I don’t know exactly what the mix of public and privately operated shared transport services will be in the future (or how Autonomous Vehicles will manifest), but regardless of that future it will be essential to have a digital platform that provides users with information about costs, in both time and money for any given trip, and books fares. Many tech companies have figured this out and are trying to be the platform. But it is critical that the platform be owned by the public sector.
Public control is necessary to ensure fair competition, facilitate equitable access, and achieve public policy goals. The digital platform is essentially the marketplace for shared transportation and, especially if there are private operators, the site of competition by giving consumers (comparable) information. The public sector can set the rules for access to the platform, like ADA accessible vehicles or providing service in low-income communities.

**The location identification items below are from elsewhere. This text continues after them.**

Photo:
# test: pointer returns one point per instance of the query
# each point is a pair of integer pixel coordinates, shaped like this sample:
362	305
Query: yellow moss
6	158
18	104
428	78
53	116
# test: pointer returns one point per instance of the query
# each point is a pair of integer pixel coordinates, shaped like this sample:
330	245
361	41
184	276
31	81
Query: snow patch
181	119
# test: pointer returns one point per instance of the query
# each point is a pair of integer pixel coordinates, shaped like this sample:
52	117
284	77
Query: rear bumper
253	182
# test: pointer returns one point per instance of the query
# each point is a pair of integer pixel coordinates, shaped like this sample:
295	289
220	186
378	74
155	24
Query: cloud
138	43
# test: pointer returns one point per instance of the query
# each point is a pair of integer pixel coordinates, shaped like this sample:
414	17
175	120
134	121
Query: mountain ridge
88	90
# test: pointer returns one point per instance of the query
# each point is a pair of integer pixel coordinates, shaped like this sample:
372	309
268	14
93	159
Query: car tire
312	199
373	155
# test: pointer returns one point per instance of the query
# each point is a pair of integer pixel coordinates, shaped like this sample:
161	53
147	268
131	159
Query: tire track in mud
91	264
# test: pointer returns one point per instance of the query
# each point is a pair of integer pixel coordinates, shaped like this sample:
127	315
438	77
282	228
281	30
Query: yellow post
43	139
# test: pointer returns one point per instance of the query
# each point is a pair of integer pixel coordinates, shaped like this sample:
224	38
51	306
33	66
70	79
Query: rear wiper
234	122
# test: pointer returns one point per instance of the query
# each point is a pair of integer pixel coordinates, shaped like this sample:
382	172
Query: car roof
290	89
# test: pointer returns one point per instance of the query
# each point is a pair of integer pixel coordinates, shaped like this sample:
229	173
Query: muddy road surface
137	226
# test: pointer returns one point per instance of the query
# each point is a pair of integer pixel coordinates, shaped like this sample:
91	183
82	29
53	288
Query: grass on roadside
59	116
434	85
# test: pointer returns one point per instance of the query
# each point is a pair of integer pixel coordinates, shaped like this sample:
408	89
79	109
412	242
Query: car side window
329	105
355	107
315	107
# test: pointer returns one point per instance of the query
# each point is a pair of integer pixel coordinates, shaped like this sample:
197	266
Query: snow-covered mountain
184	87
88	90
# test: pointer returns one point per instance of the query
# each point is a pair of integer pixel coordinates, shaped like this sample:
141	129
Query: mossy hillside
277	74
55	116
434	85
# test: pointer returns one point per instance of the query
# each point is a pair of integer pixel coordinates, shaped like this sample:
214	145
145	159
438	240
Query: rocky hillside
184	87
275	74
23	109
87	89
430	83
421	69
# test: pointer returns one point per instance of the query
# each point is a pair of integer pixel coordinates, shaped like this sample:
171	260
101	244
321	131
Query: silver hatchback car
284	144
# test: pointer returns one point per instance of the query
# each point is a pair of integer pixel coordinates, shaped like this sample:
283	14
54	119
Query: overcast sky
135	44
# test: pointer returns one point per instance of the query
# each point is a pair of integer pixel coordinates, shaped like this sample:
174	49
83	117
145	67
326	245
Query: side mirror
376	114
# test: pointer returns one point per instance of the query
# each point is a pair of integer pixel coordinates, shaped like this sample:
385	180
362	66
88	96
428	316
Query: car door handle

A digital information and ticketing platform also provides the mechanism for government subsidy for transportation, either for equity goals or incentives to shift behavior to shared trips. Subsidy could be applied at the trip level, for types of services, or for individuals. Even if some public transit service is free, a platform allows public subsidy for low-income people to make trips where and when high capacity public transit service doesn’t make sense. For example, free transfers to bike sharing controlled by a different entity or a subsidized taxi trip late at night.
Another key reason for public ownership of the platform is to ensure access for cash users as the trend toward smartphone and contactless payments continue. Cash use is needed for under-banked people and privacy reasons. The platform has to be attached to an easy way for people to add cash to accounts that can be used to pay for all forms of transportation.
The MBTA Fare Transformation project is designed to be the foundation of a public platform. After integrating all of the MBTA services together, the plan is to bring in other services and develop joint fare products. The retail and fare vending machine network will provide access to cash users not only to the MBTA, but potentially to other shared mobility options. If all goes according to plan, it is a good example of a public agency acting proactively to protect the public good in the future.